Lady Leslie Ridley-Tree's Gifts to the Collection Camille Corot to Orthodox Icons

Camille Corot to Orthodox Icons:
Lady Leslie Ridley-Tree's Gifts to the Collection

January 11 - March 23, 2024

Opening Reception: January 11 , 4-6pm

This exhibition holds Lady Leslie Ridley-Tree's gifts to the Westmont Ridley-Tree Museum of Art. On view is her beloved collection of Camille Corot artworks, Barbizon paintings, and Orthodox icons from her personal prayer room.

Leslie had always loved Corot, and shared this passion with her husband Paul. Together, they developed a lifelong affinity for collecting the French landscape painter. Leslie continued adding to the collection after Paul’s death. Her entire collection, on view here, includes 14 paintings, 17 prints, and two drawings.

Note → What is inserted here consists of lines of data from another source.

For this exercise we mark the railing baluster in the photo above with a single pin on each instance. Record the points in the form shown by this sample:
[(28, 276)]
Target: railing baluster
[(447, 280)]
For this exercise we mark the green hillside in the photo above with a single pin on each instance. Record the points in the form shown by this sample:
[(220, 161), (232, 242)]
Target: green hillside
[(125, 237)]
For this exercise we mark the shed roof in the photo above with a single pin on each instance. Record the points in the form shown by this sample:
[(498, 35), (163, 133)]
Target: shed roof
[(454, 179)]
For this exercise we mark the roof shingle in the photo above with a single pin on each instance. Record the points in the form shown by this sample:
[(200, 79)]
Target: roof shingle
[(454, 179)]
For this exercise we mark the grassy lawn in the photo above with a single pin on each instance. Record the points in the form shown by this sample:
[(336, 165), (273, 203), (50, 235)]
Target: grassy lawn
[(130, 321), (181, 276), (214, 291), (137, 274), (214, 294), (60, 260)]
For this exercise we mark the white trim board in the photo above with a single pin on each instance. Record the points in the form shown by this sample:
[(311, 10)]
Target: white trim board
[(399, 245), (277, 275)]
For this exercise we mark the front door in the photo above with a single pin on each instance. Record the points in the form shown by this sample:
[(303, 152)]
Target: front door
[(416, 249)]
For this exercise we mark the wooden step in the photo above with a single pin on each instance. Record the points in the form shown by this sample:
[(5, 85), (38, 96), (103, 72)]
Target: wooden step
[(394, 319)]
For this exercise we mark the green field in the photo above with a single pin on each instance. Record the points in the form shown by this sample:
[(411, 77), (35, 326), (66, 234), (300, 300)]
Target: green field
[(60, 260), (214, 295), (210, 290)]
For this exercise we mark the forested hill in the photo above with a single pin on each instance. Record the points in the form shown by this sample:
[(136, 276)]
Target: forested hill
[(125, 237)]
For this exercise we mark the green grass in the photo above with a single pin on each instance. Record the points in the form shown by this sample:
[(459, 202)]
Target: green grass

Camille Corot’s paintings surprised and beguiled art critics, fellow artists, and even collectors. His paintings were modern and simple, yet grand. His light-drenched palette of colors, his choice of scenes with luminous atmospheres, and his signature brushwork were all see as new and innovative, and and not always immediately grasped. Corot’s influence on contemporary landscape artists of his day was enormous; he bridged the gap between Neoclassical and Romantic painters. He was an observant painter who relished every detail of nature from the radiance of light to the softness of a hazy fog.

The seven Barbizon paintings in this exhibition include the artists Charles Francois Daubigny, Jules Dupre, Hippolyte Camille Delpy, Diaz de la Pena, and Theodore Rousseau.These artists valued the rural over the industrial -- their paintings highlighted peasants who worked the land, herded sheep, and ate simple meals in quiet cottages. The artists of the Barbizon School avoided formalism in favor of painterly “truth.” The French Impressionists, who would follow, continued the Barbizon School’s innovations of working in a painterly style, painting quickly, en plein air, and finding their subjects drawn directly from life. 

Orthodox icons were also a collecting interest for Leslie.  She hung them in a small room with royal blue-painted walls and began every day meditating in that room. The spiritual power of the images is released when the icons are kissed, stroked, and held. Leslie’s icon collection is well-loved, and her prayerfulness can be observed in the marks and blemishes on the icons.

This exhibition pays tribute to Lady Leslie Ridley-Tree's memory and her generosity to Westmont College.